'If a million more come, we won’t be able to cope,' Polish mayor says of influx of refugees
While Poland has been welcoming refugees fleeing the destruction in Ukraine, the country will eventually meet its limit on how many people it can take in, Konrad Fijolek, president of Rzeszow, Poland, a city about 60 miles from the Ukrainian border, told ABC News.
Like many cities that border Ukraine, Rzeszow, a town of about 180,000 people, has become a pathway to safety and a lifeline for millions of refugees flooding across the border from Ukraine.
Poland will be able to receive about 1.5 million people, but any more will put the country under strain, Fijolek said.
"If a million or more come, we won't be able to cope," he said.
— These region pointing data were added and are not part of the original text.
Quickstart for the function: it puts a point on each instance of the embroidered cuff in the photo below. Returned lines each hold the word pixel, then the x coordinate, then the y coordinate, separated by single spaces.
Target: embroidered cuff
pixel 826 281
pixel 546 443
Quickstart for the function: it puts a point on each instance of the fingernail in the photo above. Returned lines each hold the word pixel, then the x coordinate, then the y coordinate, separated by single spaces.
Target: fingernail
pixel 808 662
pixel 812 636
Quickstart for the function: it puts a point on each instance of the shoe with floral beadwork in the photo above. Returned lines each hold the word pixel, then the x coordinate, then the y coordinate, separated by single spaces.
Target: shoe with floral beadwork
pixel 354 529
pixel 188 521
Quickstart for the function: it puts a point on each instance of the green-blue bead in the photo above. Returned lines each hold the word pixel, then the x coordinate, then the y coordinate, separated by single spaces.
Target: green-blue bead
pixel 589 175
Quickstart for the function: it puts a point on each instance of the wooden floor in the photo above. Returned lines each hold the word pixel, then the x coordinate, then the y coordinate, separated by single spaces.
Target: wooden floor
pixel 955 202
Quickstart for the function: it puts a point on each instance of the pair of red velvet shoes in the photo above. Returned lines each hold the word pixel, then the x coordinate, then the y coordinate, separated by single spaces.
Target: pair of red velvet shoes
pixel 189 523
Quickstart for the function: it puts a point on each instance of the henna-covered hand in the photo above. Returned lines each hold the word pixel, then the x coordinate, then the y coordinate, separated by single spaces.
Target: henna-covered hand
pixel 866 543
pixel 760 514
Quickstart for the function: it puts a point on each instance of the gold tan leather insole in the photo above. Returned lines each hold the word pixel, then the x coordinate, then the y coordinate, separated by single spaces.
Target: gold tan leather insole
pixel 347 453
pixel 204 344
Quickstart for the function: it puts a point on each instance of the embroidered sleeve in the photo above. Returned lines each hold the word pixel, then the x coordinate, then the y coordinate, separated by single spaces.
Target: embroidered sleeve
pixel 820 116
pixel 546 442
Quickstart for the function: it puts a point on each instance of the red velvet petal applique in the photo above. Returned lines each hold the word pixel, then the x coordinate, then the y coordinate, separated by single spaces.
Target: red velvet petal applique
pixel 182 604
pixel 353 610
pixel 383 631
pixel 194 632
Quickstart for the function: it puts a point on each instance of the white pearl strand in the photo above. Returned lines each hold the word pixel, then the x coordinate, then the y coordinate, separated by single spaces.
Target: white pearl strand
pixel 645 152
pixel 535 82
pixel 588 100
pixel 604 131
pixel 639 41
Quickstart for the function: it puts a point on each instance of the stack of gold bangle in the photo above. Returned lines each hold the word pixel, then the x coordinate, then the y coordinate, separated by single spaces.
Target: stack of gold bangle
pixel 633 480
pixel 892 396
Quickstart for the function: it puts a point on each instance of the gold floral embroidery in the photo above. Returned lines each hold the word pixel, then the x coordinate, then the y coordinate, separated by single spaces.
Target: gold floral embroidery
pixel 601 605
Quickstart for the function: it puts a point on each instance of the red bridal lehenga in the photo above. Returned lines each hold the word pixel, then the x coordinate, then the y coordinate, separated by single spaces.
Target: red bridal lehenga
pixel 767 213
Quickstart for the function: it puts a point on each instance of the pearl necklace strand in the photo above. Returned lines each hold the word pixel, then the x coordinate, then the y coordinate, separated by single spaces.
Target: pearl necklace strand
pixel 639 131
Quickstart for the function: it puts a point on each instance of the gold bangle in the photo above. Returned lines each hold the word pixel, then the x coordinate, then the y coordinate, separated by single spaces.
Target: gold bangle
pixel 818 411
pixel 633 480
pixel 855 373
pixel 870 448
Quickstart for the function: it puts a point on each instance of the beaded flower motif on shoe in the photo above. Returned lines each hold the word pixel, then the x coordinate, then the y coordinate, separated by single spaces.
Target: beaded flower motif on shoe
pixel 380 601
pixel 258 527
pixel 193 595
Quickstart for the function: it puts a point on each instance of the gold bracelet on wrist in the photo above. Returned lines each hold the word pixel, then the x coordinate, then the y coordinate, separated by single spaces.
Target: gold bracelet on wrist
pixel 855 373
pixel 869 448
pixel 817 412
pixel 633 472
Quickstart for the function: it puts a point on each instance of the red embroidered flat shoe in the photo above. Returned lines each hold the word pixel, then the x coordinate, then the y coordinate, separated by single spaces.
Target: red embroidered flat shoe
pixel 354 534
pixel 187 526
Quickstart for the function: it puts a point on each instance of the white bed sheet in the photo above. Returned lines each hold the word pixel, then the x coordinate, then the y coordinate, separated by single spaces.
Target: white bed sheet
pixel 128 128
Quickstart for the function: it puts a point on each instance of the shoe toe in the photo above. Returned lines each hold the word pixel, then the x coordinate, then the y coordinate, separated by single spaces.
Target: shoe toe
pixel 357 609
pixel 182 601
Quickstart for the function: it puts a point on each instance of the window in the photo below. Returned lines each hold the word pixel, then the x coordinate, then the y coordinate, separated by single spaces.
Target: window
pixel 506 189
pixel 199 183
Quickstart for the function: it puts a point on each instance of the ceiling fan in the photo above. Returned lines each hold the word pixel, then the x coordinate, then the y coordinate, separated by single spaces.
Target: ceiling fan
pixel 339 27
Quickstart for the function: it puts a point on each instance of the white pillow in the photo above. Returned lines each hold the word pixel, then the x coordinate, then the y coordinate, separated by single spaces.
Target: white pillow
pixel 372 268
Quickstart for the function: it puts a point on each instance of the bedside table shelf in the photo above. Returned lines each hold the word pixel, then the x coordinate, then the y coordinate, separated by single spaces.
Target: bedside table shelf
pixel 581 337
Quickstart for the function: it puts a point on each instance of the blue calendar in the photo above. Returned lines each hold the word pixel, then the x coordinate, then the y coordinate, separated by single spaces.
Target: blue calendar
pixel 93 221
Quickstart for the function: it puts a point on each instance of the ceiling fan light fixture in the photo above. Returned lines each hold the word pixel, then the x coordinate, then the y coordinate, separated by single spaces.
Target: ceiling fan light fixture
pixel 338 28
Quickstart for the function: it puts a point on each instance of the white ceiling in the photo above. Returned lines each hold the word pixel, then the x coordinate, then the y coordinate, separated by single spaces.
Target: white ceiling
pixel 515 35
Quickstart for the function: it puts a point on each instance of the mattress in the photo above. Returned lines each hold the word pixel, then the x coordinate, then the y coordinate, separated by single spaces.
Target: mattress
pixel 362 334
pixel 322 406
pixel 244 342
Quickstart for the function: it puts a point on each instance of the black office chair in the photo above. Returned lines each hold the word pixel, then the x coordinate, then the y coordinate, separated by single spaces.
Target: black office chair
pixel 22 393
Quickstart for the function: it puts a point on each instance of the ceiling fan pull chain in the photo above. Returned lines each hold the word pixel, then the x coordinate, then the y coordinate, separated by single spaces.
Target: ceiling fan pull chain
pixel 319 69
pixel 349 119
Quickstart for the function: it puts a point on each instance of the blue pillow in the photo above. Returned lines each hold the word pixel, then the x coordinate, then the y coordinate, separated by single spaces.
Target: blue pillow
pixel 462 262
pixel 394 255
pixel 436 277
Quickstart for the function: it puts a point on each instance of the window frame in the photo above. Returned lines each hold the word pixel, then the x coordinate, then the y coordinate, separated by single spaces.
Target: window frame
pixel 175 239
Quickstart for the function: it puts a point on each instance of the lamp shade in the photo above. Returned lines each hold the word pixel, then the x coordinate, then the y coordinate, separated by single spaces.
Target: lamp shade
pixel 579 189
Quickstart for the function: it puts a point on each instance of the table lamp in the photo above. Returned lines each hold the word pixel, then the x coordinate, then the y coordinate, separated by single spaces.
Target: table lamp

Some estimates suggest as many as 4 million people could leave Ukraine due to the conflict, but most of the major cities in the country are already full — and officials are attempting to move refugees into smaller cities, a feat that is "not easy," Fijolek said.
So far, all the shelters set up in Poland are temporary, he added.
"We would like to avoid the view of refugee camps here," he said. "We would like people who are escaping from the war to think that what awaits here is proper camp not camps."
In addition, the mental state among the people in Poland is continuing to deteriorate, Fijolek said.
"We as local leaders would like to send the message that if there's any possible action to stop the war [find it] and then try to negotiate, because every day at the border we can see the human tragedy," he said.